ADB President Urges More Aid for Trade, Cautions against Protectionism

News Release | 6 July 2009

MANILA, PHILIPPINES - Increased assistance for trade-led development is vital for Asia and the world to recover from the latest economic crisis and ensure long-term growth, Asian Development Bank (ADB) President Haruhiko Kuroda said Monday at the Second Global Review of Aid for Trade in Geneva, Switzerland.

At the same time, it is "critically important" that countries refrain from taking protectionist measures to try to insulate themselves from the effects of falling global demand, he said.

The gathering brought together Pascal Lamy, Director-General of the World Trade Organization, Robert Zoellick, President of the World Bank, and Dominique Strauss-Kahn, Managing Director of the International Monetary Fund, with the heads of various multilateral development banks and other top trade and development officials to discuss progress on Aid for Trade since the first review in November 2007.
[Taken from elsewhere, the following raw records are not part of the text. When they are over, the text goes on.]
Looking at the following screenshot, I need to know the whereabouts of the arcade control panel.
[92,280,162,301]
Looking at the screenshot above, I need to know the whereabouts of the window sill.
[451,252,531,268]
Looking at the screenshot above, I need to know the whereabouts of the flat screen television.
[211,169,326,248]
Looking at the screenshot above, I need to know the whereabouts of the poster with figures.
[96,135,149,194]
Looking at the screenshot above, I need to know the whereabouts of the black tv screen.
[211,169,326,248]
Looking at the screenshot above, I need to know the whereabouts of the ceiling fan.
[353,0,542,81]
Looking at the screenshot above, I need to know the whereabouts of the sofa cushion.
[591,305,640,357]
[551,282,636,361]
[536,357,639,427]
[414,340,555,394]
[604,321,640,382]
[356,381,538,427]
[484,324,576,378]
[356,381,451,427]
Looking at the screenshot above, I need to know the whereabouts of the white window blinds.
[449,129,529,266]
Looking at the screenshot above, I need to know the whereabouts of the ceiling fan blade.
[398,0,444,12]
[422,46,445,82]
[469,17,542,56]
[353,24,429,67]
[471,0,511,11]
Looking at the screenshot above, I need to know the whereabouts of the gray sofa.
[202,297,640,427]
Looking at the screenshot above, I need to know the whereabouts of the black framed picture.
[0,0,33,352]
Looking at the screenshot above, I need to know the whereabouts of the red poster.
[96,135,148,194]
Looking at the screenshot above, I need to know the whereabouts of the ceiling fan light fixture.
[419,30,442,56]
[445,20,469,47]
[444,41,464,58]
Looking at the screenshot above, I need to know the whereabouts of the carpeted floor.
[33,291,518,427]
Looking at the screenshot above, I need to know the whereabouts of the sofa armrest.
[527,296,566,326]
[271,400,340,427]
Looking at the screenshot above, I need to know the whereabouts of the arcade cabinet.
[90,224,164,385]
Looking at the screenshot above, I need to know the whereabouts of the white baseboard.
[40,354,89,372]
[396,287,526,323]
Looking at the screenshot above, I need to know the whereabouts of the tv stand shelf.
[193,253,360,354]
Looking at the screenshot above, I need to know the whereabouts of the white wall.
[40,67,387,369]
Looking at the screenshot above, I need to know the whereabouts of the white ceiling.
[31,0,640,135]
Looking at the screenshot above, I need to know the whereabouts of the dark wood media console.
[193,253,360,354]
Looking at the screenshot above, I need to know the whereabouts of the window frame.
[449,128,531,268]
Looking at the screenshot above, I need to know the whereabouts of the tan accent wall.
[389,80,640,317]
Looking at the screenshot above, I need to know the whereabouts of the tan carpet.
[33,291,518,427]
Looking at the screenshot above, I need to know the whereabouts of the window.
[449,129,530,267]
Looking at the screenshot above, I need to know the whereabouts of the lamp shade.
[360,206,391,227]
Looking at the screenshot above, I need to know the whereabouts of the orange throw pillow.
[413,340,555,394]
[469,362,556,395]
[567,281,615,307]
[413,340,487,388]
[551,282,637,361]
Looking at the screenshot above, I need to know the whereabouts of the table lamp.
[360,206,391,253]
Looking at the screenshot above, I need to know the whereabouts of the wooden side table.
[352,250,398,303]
Aid for Trade, conceived in December 2005, is aimed at helping the least-developed countries around the world put in place the policies, infrastructure and skills necessary to bolster trade which, in turn, boosts economic growth and helps to reduce poverty.

The Asia and Pacific region's trade performance is mixed. While some countries are integrated into global business networks, the region's 22 least-developed and smaller economies still account for just 0.3% of world exports, a level that has barely changed in the last 25 years.

The global economic crisis has worsened the situation, with the sharp drop in the region's exports expected to cause aggregate growth to decline to around 3.4 % this year. While growth is anticipated to pick up to 6% in 2010, lower-income countries and small states are likely to lag behind and rising poverty remains a major concern when the global economy recovers.

"Rebalancing growth toward greater domestic and regional demand is an important key to the region's recovery. This will foster increased intra-regional trade, help the region recover faster and strengthen Asia's approach to open regionalism. Aid for Trade is also vital for economic recovery and for long-term development and structural change," Mr. Kuroda said.

ADB continues to support increased trade within the Asia and Pacific region. In the Greater Mekong Subregion (GMS), for example, it has financed roads across the six-country region and also standardized border regulations. ADB also earlier this year expanded its Trade Finance Facilitation Program from $150 million to $1 billion. The program, which extends loans and guarantees to support trade in frontier markets, could generate $15 billion in trade finance through 2013.